今回、IMO(International Maritime Organization, 国際海事機関)で採択された「バラスト水及び沈殿物の規制及び管理の為の国際条約(バラスト水管理条約)」のガイドラインG8*1にもとづいた承認を、国土交通省より取得いたしました。今後はバラスト水管理条約に加えて、独自のバラスト水規制を行っている米国に寄港する船舶にも対応できるように、USCG(United States Coast Guard, 米国沿岸警備隊)よりAMS*2承認、さらに型式承認の取得を目指してまいります。
販売、メンテナンスにつきましては、エコマリン技術研究組合(大阪市此花区、理事長:田中 茂、当社専務取締役)にて開発中の電解型バラスト水処理装置「ECOMARINE® EC」とあわせて、日立造船株式会社(大阪市住之江区、社長兼COO:谷所 敬、以下、日立造船)と協力し、進めてまいります。
【バラスト水処理装置「ECOMARINE® UV」の特長】
- (1) 当社独自開発のフィルターによる高い生物除去性能
- 「ECOMARINE® UV」は、当社が独自開発したRCフィルター*3とUV(紫外線)装置を用いて2段階の処理を行います。まずRCフィルターの高いろ過性能によりLサイズ生物*4をほぼ完全に、Sサイズ生物*5も90%以上除去します。
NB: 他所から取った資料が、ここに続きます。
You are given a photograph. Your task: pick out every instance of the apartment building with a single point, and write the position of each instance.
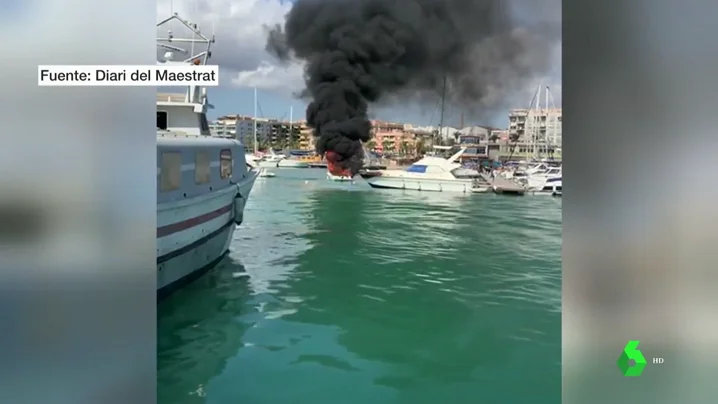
(543, 125)
(270, 132)
(392, 137)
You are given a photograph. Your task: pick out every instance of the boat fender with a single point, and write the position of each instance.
(239, 203)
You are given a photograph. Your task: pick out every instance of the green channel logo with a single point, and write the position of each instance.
(631, 362)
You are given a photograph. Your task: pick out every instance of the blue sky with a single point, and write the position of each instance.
(240, 29)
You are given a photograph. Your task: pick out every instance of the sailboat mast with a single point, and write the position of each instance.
(254, 122)
(546, 137)
(441, 119)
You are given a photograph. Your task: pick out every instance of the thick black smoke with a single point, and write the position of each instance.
(360, 51)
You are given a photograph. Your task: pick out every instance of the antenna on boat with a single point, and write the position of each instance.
(254, 122)
(291, 121)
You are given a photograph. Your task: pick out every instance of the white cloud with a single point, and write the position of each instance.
(240, 27)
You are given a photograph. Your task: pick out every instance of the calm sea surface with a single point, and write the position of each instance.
(337, 293)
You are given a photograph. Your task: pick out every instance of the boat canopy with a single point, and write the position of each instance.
(416, 168)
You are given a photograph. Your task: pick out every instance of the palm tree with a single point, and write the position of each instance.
(419, 147)
(404, 147)
(513, 138)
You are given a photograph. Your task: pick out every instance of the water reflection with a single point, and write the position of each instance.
(394, 296)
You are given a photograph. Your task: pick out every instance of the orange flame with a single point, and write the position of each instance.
(334, 165)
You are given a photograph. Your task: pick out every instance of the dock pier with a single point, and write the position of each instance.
(501, 185)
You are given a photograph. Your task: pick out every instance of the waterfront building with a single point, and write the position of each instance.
(544, 125)
(270, 132)
(392, 138)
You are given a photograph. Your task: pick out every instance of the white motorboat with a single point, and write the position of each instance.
(266, 174)
(275, 160)
(433, 174)
(547, 181)
(290, 162)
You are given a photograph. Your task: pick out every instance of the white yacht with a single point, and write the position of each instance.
(545, 181)
(333, 177)
(203, 182)
(434, 174)
(278, 160)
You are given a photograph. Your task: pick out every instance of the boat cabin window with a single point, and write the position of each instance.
(203, 124)
(416, 168)
(170, 171)
(201, 168)
(162, 120)
(225, 164)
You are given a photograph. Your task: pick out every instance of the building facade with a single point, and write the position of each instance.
(270, 132)
(543, 125)
(392, 138)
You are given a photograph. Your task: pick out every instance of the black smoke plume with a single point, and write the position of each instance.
(359, 52)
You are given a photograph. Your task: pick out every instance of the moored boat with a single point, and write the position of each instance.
(431, 173)
(203, 182)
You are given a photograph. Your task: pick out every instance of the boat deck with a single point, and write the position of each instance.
(502, 185)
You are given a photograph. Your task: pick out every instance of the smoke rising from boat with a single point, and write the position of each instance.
(359, 52)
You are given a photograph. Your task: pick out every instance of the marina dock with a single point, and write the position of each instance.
(501, 185)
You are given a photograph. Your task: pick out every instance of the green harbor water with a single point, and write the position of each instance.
(337, 293)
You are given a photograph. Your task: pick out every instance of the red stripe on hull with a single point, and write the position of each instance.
(192, 222)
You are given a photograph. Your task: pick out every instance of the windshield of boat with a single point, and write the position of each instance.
(463, 172)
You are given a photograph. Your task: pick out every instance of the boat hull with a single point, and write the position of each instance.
(268, 164)
(287, 163)
(415, 184)
(340, 178)
(194, 235)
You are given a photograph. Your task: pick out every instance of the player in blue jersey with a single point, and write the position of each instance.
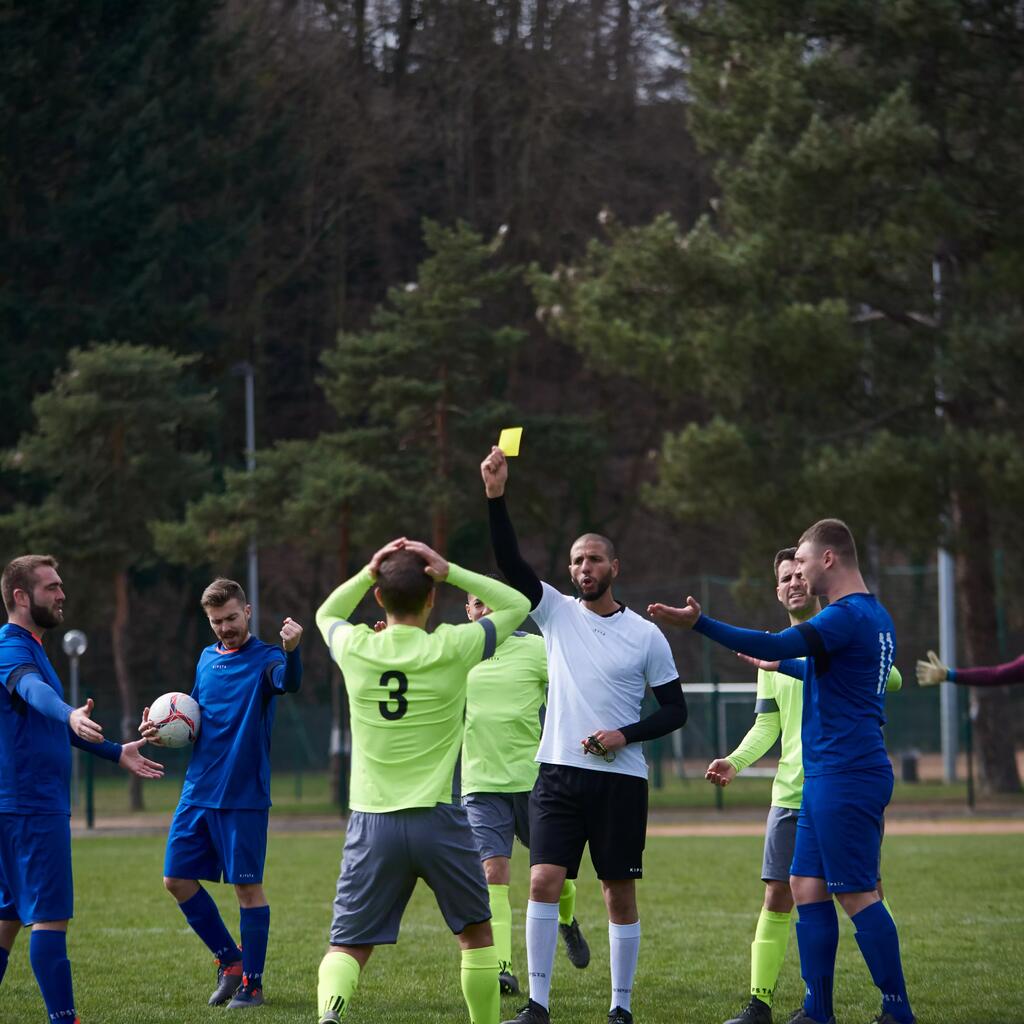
(848, 778)
(35, 775)
(219, 827)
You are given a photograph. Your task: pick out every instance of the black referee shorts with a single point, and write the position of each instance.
(570, 807)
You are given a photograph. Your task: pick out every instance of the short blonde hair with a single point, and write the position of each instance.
(835, 535)
(220, 592)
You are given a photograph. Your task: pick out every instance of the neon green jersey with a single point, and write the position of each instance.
(779, 710)
(407, 690)
(503, 717)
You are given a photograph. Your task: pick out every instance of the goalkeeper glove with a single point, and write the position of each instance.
(932, 672)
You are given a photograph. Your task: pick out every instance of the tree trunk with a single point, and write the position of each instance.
(129, 709)
(440, 524)
(337, 695)
(406, 27)
(990, 709)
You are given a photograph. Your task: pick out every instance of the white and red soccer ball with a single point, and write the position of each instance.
(176, 718)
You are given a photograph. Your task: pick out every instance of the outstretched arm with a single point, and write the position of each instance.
(933, 671)
(33, 689)
(287, 677)
(670, 715)
(758, 741)
(519, 573)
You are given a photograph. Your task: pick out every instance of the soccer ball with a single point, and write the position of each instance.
(176, 719)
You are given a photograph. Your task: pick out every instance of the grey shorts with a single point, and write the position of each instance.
(780, 840)
(497, 818)
(383, 857)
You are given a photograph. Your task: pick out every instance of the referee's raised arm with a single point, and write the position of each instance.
(495, 471)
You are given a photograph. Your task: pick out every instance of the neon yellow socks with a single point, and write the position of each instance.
(501, 925)
(339, 974)
(566, 903)
(767, 953)
(479, 985)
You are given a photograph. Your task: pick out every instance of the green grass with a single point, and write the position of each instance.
(956, 901)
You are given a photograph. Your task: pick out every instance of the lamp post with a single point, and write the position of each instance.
(252, 586)
(75, 645)
(948, 709)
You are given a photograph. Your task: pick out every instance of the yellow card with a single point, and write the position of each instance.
(509, 440)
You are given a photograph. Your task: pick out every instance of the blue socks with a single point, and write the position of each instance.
(255, 931)
(48, 954)
(817, 936)
(880, 944)
(203, 915)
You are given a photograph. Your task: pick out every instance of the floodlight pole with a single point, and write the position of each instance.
(75, 645)
(252, 585)
(948, 709)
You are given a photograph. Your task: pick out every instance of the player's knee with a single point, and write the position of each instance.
(496, 870)
(778, 897)
(546, 883)
(250, 894)
(180, 889)
(621, 901)
(476, 936)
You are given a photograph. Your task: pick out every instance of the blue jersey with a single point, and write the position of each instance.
(851, 645)
(35, 751)
(235, 689)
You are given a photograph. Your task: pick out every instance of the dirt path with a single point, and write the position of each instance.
(935, 826)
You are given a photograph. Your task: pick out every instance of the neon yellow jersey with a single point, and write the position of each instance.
(407, 690)
(776, 691)
(503, 717)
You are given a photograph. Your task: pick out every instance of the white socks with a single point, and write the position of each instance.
(624, 945)
(542, 937)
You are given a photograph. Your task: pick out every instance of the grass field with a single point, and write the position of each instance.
(957, 901)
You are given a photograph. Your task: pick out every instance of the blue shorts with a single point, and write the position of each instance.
(35, 867)
(210, 845)
(839, 835)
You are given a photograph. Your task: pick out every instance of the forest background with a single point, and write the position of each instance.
(733, 265)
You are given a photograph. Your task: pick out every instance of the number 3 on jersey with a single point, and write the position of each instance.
(400, 682)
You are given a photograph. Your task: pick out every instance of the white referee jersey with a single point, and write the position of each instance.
(598, 668)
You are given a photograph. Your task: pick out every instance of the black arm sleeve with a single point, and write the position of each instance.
(511, 564)
(670, 716)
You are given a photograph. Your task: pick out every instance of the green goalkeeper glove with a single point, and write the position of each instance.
(932, 672)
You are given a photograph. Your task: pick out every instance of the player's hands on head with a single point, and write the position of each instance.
(495, 470)
(291, 634)
(932, 672)
(82, 725)
(133, 761)
(150, 732)
(684, 617)
(720, 772)
(758, 664)
(389, 549)
(437, 566)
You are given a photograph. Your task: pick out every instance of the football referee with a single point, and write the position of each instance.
(592, 784)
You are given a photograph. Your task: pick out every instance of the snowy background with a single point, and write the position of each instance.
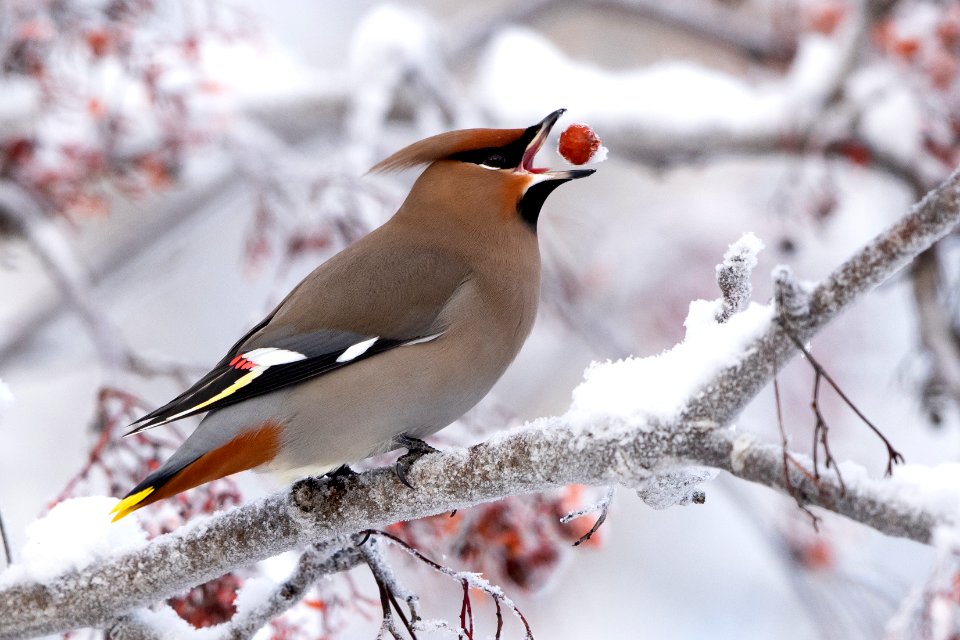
(720, 118)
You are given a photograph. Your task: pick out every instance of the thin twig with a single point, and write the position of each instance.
(6, 543)
(466, 608)
(602, 506)
(792, 489)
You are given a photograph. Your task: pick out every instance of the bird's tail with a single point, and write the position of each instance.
(247, 450)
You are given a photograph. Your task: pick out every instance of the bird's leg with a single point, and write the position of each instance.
(416, 449)
(339, 476)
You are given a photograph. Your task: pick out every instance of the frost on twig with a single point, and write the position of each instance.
(603, 506)
(389, 589)
(676, 487)
(733, 275)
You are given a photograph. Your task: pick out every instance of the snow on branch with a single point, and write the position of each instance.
(631, 448)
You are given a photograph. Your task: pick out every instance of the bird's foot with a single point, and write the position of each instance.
(416, 449)
(341, 475)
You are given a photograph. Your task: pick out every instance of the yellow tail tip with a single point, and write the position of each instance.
(130, 503)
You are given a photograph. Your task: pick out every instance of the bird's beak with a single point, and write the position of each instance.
(540, 133)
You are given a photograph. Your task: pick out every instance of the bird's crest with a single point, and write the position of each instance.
(444, 145)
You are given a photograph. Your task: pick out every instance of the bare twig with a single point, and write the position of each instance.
(602, 506)
(789, 460)
(893, 456)
(6, 543)
(467, 580)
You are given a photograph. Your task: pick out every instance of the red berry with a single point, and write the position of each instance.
(578, 144)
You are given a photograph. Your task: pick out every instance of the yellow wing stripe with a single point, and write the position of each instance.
(128, 504)
(236, 386)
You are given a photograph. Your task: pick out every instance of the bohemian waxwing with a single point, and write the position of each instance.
(390, 340)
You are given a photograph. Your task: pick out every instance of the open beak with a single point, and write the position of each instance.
(540, 136)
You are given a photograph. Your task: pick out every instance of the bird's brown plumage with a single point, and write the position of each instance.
(435, 304)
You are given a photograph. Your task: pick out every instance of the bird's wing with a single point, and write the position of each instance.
(271, 356)
(265, 369)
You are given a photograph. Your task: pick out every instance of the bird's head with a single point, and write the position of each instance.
(478, 173)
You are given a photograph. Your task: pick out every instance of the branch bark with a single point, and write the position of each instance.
(617, 452)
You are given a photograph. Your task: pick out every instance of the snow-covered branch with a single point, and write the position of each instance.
(633, 450)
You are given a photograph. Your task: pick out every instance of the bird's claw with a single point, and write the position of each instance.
(416, 449)
(341, 475)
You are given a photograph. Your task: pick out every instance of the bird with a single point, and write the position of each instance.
(388, 341)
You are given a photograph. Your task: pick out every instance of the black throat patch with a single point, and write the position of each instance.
(532, 201)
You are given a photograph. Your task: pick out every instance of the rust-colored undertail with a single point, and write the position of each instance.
(248, 450)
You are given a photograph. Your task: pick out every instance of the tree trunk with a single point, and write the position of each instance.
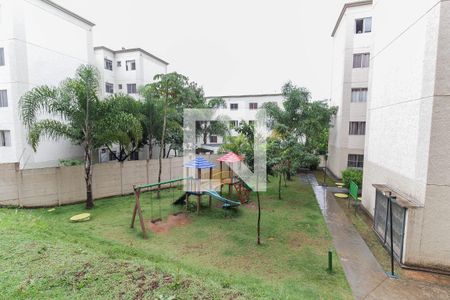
(88, 176)
(288, 173)
(279, 186)
(258, 228)
(163, 136)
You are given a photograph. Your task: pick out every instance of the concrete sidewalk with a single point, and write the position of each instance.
(365, 275)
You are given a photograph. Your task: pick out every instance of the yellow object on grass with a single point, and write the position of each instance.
(81, 217)
(341, 195)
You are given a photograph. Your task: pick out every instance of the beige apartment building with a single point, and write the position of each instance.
(352, 38)
(405, 101)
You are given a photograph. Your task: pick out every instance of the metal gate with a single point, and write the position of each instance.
(382, 224)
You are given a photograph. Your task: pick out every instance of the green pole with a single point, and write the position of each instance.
(330, 261)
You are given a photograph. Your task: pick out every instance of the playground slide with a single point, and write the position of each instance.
(226, 201)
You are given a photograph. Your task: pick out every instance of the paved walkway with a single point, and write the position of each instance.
(365, 275)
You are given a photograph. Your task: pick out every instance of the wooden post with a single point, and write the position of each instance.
(221, 177)
(198, 188)
(210, 178)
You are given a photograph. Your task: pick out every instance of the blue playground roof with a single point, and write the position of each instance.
(199, 163)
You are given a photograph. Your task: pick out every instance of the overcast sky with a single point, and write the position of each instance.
(229, 47)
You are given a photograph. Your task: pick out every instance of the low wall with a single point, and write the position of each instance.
(66, 185)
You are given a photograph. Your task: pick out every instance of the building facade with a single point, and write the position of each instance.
(31, 54)
(408, 133)
(352, 38)
(125, 70)
(236, 106)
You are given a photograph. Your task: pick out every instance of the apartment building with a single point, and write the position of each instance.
(239, 108)
(32, 54)
(125, 70)
(352, 38)
(408, 134)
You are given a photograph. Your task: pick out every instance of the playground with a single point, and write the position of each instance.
(210, 252)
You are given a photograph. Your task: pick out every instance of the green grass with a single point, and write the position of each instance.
(43, 255)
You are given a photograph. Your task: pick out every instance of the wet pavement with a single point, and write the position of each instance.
(365, 275)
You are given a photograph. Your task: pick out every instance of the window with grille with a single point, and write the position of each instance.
(355, 161)
(2, 57)
(363, 25)
(3, 98)
(131, 88)
(130, 65)
(359, 95)
(361, 60)
(109, 88)
(108, 64)
(357, 128)
(5, 138)
(253, 105)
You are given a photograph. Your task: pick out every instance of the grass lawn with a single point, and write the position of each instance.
(43, 255)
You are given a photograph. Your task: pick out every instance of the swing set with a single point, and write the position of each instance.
(171, 187)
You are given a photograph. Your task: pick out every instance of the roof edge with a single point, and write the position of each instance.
(132, 50)
(344, 8)
(244, 96)
(70, 13)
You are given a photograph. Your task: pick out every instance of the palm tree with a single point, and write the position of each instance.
(73, 110)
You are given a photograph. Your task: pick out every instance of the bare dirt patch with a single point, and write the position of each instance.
(162, 226)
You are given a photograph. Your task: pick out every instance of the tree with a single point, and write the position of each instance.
(73, 110)
(120, 124)
(302, 124)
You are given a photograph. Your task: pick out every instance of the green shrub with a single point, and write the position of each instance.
(352, 174)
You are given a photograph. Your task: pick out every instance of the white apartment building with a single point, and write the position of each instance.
(407, 150)
(32, 54)
(352, 38)
(233, 106)
(125, 70)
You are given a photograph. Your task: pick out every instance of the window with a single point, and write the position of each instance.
(3, 98)
(361, 60)
(134, 155)
(109, 88)
(131, 88)
(355, 161)
(130, 65)
(5, 138)
(359, 95)
(253, 105)
(108, 64)
(2, 57)
(363, 25)
(357, 128)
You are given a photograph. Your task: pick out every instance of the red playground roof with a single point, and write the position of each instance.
(230, 157)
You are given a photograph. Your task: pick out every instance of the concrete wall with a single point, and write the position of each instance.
(407, 140)
(31, 32)
(66, 185)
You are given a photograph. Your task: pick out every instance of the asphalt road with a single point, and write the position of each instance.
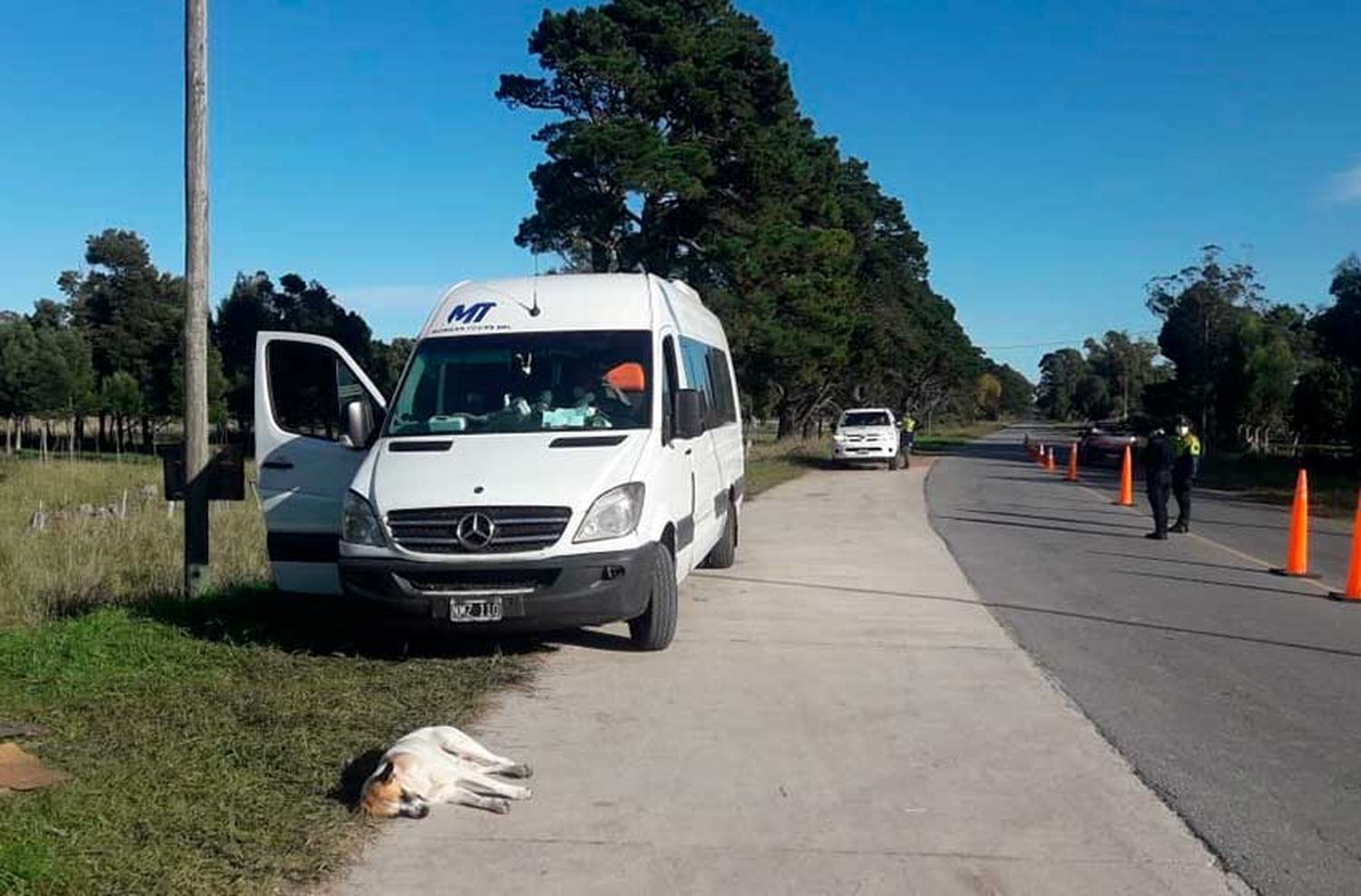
(838, 714)
(1233, 692)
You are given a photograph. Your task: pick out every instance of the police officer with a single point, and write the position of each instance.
(1159, 458)
(909, 434)
(1184, 472)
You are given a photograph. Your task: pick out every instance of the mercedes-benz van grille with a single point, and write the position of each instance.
(465, 531)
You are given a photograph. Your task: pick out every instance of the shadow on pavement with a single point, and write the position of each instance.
(1092, 522)
(1211, 566)
(1045, 610)
(1040, 526)
(1217, 583)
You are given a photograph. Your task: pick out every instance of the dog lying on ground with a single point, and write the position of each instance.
(440, 765)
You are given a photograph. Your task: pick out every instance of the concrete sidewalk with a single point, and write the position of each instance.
(837, 714)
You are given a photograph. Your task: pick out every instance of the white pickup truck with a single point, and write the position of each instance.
(867, 434)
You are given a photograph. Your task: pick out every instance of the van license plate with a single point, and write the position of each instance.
(481, 609)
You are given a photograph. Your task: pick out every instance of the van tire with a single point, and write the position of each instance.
(658, 624)
(726, 550)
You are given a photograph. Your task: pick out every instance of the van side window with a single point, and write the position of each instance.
(669, 386)
(724, 404)
(694, 355)
(309, 386)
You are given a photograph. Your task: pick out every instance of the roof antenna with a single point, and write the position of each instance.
(534, 291)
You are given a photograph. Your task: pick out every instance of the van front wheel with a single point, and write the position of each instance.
(658, 624)
(726, 550)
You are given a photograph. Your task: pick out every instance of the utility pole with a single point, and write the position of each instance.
(196, 288)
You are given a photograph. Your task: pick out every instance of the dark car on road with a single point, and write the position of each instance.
(1104, 446)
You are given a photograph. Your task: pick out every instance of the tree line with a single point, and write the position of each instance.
(106, 362)
(675, 146)
(1249, 372)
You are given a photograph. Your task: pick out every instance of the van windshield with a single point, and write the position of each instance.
(527, 383)
(866, 418)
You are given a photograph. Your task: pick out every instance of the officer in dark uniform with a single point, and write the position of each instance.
(1183, 473)
(1159, 458)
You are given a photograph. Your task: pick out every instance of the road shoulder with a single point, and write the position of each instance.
(838, 714)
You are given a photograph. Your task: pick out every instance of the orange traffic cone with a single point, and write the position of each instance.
(1352, 590)
(1297, 550)
(1127, 479)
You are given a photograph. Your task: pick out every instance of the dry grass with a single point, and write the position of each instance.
(214, 744)
(78, 560)
(772, 463)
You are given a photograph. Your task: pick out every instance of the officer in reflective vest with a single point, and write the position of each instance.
(909, 429)
(1184, 472)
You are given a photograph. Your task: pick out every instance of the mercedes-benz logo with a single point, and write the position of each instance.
(475, 531)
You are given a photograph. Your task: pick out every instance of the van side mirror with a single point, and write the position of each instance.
(358, 424)
(690, 415)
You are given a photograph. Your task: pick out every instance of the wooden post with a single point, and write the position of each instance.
(196, 287)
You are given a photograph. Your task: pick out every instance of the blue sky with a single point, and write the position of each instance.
(1055, 157)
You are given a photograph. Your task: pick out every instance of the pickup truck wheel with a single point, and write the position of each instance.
(726, 550)
(658, 624)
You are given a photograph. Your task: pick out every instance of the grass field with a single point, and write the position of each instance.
(209, 740)
(1333, 482)
(952, 435)
(79, 560)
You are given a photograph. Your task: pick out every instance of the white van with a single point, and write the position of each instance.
(561, 452)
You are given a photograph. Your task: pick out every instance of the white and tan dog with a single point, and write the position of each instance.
(440, 765)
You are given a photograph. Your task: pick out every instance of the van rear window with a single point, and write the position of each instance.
(527, 383)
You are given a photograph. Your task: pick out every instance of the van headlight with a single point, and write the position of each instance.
(614, 514)
(358, 522)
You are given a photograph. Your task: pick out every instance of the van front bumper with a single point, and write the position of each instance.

これにより後段のUV装置では、ろ過水の中に残った生物を低照射量で確実に殺滅することが可能となります。
- (2) 省電力性
- UV装置において低照射での殺滅が可能となりますので、処理流量200m3/hの場合、他社のUV型バラスト水処理装置の消費電力が20kW超であるのに比べ、「ECOMARINE® UV」は16kW以下と2割以上の省電力化を実現しています。
- (3)メンテナンスが容易
- 当社独自開発のフィルター機構でろ過と同時にフィルター洗浄を行うため、洗浄の際、装置を止める必要がありません。またRCフィルターとUV装置によるシンプルな機器構成です。
【「ECOMARINE® UV」処理フロー】
■バラスト水漲水時
■バラスト水排水時
【電解型バラスト水処理装置「ECOMARINE® EC」について】
当社は日立造船と、「エコマリン技術研究組合」を2012年12月に設立し、電解型のバラスト水処理装置「ECOMARINE® EC」を開発中です。本装置は本年4月にIMOよりG9*6の基本承認を取得し、2015年秋の国土交通省の型式承認取得を目指しております。この装置はRCフィルターと電気分解槽などで構成されます。「ECOMARINE® EC」も、RCフィルターの高い生物除去能力により、後段の電気分解槽で生成する次亜塩素酸の濃度を抑えることが可能となり、高い殺滅信頼性と省電力化を実現します。
*1 G8:
バラスト水管理条約で定められた「バラスト水管理システムの型式認証のためのガイドライン」
*2 AMS:
Alternative Management Systems の略。USCG によるバラスト水処理装置の承認は時間がかかると考えられ、IMOにより承認された型式に関しては、USCGによる承認として一時的に認められる措置のこと。
*3 RCフィルター:
Rotation Cleaningフィルター。ろ布に不織布を用いた交換式カートリッジを採用することで、高いろ過性能の維持を可能としています。
*4 Lサイズ生物:
バラスト水管理条約で定義された最小部の大きさが50マイクロメートル以上の生物
*5 Sサイズ生物:
バラスト水管理条約で定義された最小部の大きさが50マイクロメートル未満、10マイクロメートル以上の生物
*6 G9:
バラスト水管理条約で定められた「活性物質を使用するバラスト水管理システムの承認手順」
ECOMARINE は、住友電気工業株式会社の登録商標です。